When the ball leaves your hand, a=-9.8m/ss. So it is slowing down. If it hits something on the way up, it will slow down even more quickly, so its deceleration increases to a>-9.8m/ss. This is due to whatever it hit exerting a force on the ball. By Newton's third law, the ball will exert the a force of the same magnitude on whatever it hit. To find out the force, one has to know the change in velocity during the impact, and the duration of the impact.
 


szekely said:
Ok so I'm in 7th grade and I think I'm pretty good in science class. The other day we had some math questions involving some equations. One question was something like a spaceship hit the ground with a velocity of 100 m/s and then it asked like what was its mass.
There must have been more to this question, you do not have enough information to find the mass.
This question also included the gravity of the planet (like 7.8 m/s squared). The next question was what was the force of the impact. The answer was something low because the force of gravity was 7.8. I was wondering how F=ma would work here because the velocity makes it seem like the impact would have much more force than what it was.
If you knew the mass then the force of the impact would indeed be just [tex]F = ma[/tex] with the acceleration being that given.
Then i started thinking about if you threw a ball straight up. As soon as it left your hand the acceleration would be downward at 9.8 because of gravity. So the acceleration upward is -9.8 even though its still going up. I know that if it hits something while going up its going to have a force so i don't see how F=ma works if acceleration is negative.

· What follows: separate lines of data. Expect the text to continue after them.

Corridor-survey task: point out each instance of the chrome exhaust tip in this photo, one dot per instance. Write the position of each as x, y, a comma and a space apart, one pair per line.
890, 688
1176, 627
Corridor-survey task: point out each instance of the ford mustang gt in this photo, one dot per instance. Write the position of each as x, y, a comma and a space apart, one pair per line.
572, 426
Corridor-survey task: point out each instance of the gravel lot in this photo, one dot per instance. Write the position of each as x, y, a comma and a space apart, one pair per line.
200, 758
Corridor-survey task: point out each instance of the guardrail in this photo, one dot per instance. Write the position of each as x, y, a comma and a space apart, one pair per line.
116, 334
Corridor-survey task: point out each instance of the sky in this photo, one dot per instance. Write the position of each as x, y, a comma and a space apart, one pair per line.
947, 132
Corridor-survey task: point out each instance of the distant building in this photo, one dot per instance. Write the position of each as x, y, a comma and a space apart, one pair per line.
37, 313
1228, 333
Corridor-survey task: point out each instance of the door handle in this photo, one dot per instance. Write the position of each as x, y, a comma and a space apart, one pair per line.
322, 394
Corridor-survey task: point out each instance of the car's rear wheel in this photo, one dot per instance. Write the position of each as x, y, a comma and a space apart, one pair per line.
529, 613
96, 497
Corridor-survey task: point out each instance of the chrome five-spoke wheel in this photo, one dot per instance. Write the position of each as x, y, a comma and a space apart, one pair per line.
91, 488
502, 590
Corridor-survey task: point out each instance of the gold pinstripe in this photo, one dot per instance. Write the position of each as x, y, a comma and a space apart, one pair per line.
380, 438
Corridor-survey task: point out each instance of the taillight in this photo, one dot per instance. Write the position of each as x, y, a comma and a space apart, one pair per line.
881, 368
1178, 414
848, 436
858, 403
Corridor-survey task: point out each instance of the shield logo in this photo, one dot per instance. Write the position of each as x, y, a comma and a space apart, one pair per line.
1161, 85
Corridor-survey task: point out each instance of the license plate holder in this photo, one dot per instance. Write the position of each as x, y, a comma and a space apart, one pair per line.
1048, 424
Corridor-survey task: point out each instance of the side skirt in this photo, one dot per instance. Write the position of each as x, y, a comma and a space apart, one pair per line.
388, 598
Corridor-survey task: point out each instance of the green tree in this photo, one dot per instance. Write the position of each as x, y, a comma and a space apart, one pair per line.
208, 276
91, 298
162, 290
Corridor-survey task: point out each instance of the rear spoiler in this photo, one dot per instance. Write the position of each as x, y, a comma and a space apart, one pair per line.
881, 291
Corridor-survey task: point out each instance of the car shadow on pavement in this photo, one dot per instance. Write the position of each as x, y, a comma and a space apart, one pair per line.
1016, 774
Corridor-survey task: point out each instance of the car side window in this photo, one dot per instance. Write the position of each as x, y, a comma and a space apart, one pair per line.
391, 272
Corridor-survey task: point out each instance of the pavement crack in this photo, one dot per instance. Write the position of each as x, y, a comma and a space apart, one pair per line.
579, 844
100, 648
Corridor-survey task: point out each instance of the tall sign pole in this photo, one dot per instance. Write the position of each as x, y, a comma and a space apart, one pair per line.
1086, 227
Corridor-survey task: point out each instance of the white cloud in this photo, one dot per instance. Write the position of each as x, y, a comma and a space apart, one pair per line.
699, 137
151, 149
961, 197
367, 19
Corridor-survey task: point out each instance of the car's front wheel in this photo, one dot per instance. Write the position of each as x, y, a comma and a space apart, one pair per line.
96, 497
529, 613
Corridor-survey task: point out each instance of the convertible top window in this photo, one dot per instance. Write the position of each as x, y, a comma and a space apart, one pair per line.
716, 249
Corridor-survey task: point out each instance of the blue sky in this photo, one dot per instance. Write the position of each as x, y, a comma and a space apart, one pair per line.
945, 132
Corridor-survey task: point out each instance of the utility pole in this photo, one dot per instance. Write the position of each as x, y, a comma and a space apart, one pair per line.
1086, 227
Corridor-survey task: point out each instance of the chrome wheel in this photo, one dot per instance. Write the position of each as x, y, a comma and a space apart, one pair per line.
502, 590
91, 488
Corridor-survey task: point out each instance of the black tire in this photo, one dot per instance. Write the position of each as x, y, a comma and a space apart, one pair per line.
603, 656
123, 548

Just today i started wondering if this was because of momentum and if you would somehow get p=mv into there.

Thanks for all of the responses. I know this should be extremely easy for you guys.

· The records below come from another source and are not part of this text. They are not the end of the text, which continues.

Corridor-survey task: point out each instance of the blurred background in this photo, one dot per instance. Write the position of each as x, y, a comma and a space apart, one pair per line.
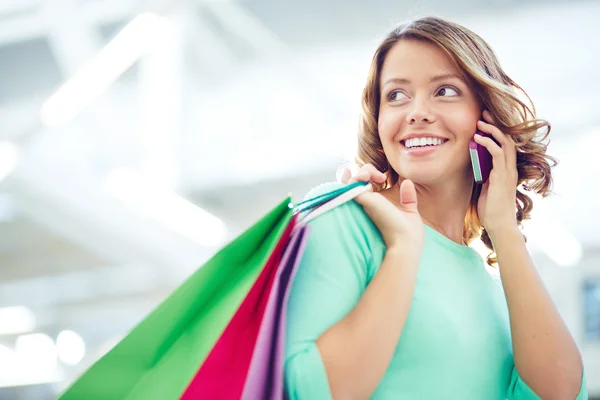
138, 137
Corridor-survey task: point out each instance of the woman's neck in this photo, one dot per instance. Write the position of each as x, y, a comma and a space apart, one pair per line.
442, 207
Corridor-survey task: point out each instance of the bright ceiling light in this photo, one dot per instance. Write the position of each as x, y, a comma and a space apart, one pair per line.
555, 240
137, 38
36, 352
70, 347
167, 207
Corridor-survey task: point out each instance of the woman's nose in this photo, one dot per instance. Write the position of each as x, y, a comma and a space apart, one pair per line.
420, 112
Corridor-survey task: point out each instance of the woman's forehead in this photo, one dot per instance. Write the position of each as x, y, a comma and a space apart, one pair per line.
412, 59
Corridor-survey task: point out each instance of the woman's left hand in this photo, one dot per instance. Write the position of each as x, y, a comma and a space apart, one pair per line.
497, 201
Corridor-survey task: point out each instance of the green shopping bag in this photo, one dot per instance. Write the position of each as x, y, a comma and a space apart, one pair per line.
159, 357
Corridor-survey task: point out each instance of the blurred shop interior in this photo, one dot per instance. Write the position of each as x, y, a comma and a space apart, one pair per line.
138, 137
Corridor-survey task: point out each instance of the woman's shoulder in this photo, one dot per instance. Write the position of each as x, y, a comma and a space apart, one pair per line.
345, 233
353, 211
348, 219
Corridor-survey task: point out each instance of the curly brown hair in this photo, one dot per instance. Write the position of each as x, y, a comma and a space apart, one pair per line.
496, 92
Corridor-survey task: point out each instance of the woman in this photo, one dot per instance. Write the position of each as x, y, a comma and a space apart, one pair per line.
389, 301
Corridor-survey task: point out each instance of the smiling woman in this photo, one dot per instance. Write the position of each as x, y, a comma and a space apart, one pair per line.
389, 301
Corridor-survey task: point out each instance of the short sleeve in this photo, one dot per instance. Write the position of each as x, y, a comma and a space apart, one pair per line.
331, 278
518, 389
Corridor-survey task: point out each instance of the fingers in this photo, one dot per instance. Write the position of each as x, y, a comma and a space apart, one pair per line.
498, 160
408, 196
506, 142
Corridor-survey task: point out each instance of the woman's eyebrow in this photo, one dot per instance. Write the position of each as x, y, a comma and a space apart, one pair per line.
434, 79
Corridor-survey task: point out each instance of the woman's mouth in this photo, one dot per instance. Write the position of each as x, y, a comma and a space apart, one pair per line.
421, 146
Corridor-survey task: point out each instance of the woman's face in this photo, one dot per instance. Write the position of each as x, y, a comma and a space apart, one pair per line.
427, 114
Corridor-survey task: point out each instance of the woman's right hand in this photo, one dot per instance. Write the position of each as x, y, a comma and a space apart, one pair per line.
400, 225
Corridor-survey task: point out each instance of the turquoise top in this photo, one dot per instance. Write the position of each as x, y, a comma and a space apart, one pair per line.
456, 341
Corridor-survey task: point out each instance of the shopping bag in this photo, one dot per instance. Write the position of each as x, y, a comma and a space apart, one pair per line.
223, 373
265, 375
159, 357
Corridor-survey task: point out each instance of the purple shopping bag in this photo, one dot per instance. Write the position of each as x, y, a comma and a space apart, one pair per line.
265, 375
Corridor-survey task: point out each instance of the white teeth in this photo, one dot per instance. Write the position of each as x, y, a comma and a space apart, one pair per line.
424, 141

When you throw the ball up it has velocity of +V and acceleration of -g that means (on earth) 9.81 ms-2 down. Since it is accelerating downward its upward velocity is always getting smaller, it is slowing down. When the velocity reaches zero the ball has reached its highest point. It still has a acceleration of -g, so now its velocity begins to increase downward. As it falls in the negative direction (down) its velocity increases due to the acceleration in the negitive direction. When it reaches the point of release its downward speed will equal the speed at which it was released initially. I carefully used the word speed here, since the velocities are not equal, Vup = - Vdown

Does this help?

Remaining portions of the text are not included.